Death of Sigismund, the Holy Roman Emperor from 1433-1437, in Znojmo, Bohemia (born near Nürnberg, Germany). He was the last emperor of the House of Luxembourg. In 1396 he assembled and led an army against the Turks, who had penetrated as far as Serbia, but he was badly defeated in the campaign. It was Sigismund who invited Jan Hus to the Church Council of Constance to defend his views. After his appearance Hus was burned for heresy. In 1428 he led another crusade against the Turks, but was defeated again.

December 9, 1717


Birth of Johann Winckelmann in Stendal, Germany. It was Winckelmann, the archeologist and art historian, who directed the attention of German intellectuals to classical art. His Gedanken über die Nachahmung der griechischen Werke in der Malerei und Bildhauerkunst (1755) and Geschichte der Kunst des Altertums (1764) became the influential works of an age. He defined Greek art and aesthetics for German thinkers (although he was never able to travel to Greece himself and never saw the originals of many of the works he described). His comments on the Greek sculpture, Laocoön, were the most influential in German intellectual circles.


December 9, 1868

Birth of Fritz Haber in Breslau, Germany (now in Poland). As a professor of physical chemistry at the Technische Hochschule of Karlsruhe he invented a method of synthesizing fertilizer from nitrogen and hydrogen. (The need for fertilizer was very great but the natural supplies had to be imported from Chile and world competitive and political problems made this an expensive and unsure matter.) In 1909 he took his discovery to the Badische Anilin- and Soda-Fabrik (BASF) where he and Carl Bosch developed a method of mass production, the Haber-Bosch Process. He won the Nobel Prize for Chemistry in 1918 for his work. During the Nazi years he was referred to as the “Jew Haber”. In 1933 he gave up his work in Germany and accepted a position at the University of Cambridge in England.

December 9, 1918

Allied forces take German Rhine bridgeheads as agreed in the armistice. The British take Cologne, the Americans Koblenz, and the French Mainz.

December 9, 1941

China declares war on Japan, Germany and Italy in WWII.

December 9, 1951

A plebiscite approves the merger of 3 states to form the new state of Baden-Württemberg, Germany.
Württemberg became a state (Land) in the new Weimar Republic. After the excitements of the 1918–1919 revolution, its five election results between 1919 and 1932 show a decreasing vote for left-wing parties. From 1934, the Gau of Württemberg-Hohenzollern added the Province of Hohenzollern. After World War II in 1945, Württemberg was split between Württemberg-Baden in Bizonia, and Württemberg-Hohenzollern in the French zone. Both of these finally became part of the land of Baden-Württemberg in 1952.

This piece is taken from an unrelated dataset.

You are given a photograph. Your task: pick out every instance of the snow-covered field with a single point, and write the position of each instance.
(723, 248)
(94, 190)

After World War II, Allied forces established three federal states: Württemberg-Hohenzollern, Baden (both occupied by France), and Württemberg-Baden (U.S.-occupied). In 1949, these three states became founding members of the Federal Republic of Germany. Article 118 of the new German constitution, however, had already prepared a procedure for those states to merge. After a referendum held in December, 1951, Württemberg-Baden, Württemberg-Hohenzollern and Baden voted in favor of a merger. Baden-Württemberg officially became a state on April 25, 1952.

December 9, 1961

Nazi war criminal Adolf Eichmann is found guilty by a court in Israel.

December 9, 1968

Death of Karl Barth in Basel, Switzerland. Barth was among the most influential theologians of the 20th century. He initiated a new era in Protestant thought. Among Barth’s noted books are, Der Römerbrief, Offenbarung, Kirche, Theologie and Kirchliche Dogmatik.

December 9/10, 1991

At the summit conference in Maastricht it is decided to move the European Community forward to a political and currency union.